廊下の奥に、大きな鉄扉があった。他の部屋とは違い、錆びてはいるものの、頑丈そうだった。ドアの表面には、奇妙な円形の模様が刻まれていた。まるで、落書きと同じような規則性を持ったデザインだ。取っ手を握ると、異様に冷たく、手が凍りつくかと思った。力を込めて押すと、軋む音とともにドアがゆっくり開いた。
その瞬間、頭の中で何かが「鳴った」。音ではない。脳に直接響くような、形容しがたい感覚だった。同時に、目の前が一瞬真っ白になり、平衡感覚が狂った。よろめきながら中に入ると、そこは広い円形の部屋だった。中央には、巨大な機械のようなものが鎮座していた。無数のケーブルが床を這い、天井には割れたモニターがぶら下がっている。機械の表面には、あの円形の模様が無数に刻まれていた。
そして、気づいた。部屋の隅に、誰かがいる。懐中電灯を向けると、ぼろぼろの白衣を着た男が、壁に凭れるようにして座っていた。いや、座っているというより、壁に「貼り付いている」ように見えた。彼の目は虚ろで、口元にはかすかな笑みが浮かんでいた。生きているのか、死んでいるのかすら分からない。俺は叫びそうになったが、声が出なかった。無音の世界で、俺の心臓の鼓動だけが響いていた。
男が、ゆっくりと口を開いた。声は聞こえない。なのに、頭の中に直接、言葉が流れ込んできた。「見つけた。君も、向こう側を見たいだろう?」 何? 向こう側? 意味が分からない。だが、次の瞬間、男の体が溶けるように崩れ始めた。いや、崩れるというより、空間に吸い込まれるように消えていった。同時に、機械が低く唸り始めた。部屋全体が振動し、円形の模様が淡く光り出す。
逃げなきゃ。頭ではそう思ったが、体が動かない。視界が歪み、まるで世界が裏返るような感覚に襲われた。目の前に、黒い「何か」が現れた。穴だ。空間にぽっかりと開いた、底の見えない穴。そこから、冷たい風が吹き出し、俺の体を引き寄せる。必死に抵抗したが、足が滑り、穴に吸い込まれる寸前だった。
その時、誰かに肩を強く掴まれた。振り返ると、朝まで話を聞いたあの老人が立っていた。彼の目は怒りに満ち、口が何か叫んでいるように動いていた。
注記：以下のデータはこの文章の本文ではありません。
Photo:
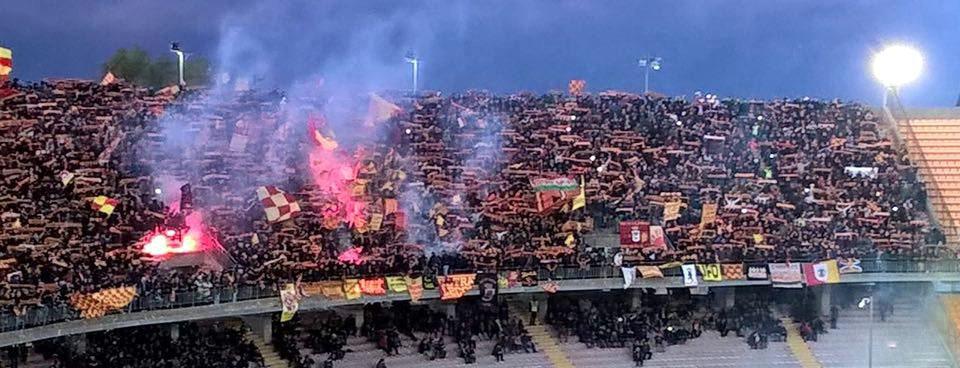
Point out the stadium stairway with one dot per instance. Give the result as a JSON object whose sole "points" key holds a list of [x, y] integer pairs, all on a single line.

聞こえない。だが、力ずくで俺は部屋から引きずり出された。鉄扉が閉まる音が、ようやく耳に届いた。同時に、音が戻ってきた。虫の声、風の音、俺の荒い息遣い。
老人は俺を睨みつけ、「二度と近づくな」とだけ言って、森の奥に消えていった。俺は震える足で集落に戻り、民宿に逃げ込んだ。翌朝、荷物をまとめ、すぐにその集落を後にした。二度と戻るつもりはなかった。
それから数年、俺はあの夜のことを誰にも話していない。だが、時折、夢に見る。あの穴が、俺を呼んでいるような夢だ。そして、最近気づいたことがある。あの廃墟で見た円形の模様が、なぜか俺の腕に薄く浮かんでいる。掻いても消えない。鏡で見るたび、あの男の虚ろな笑みが脳裏に蘇る。
今でも思う。あの穴の向こうには、何があったのか。俺は、本当に「こちら側」に戻ってこられたのか?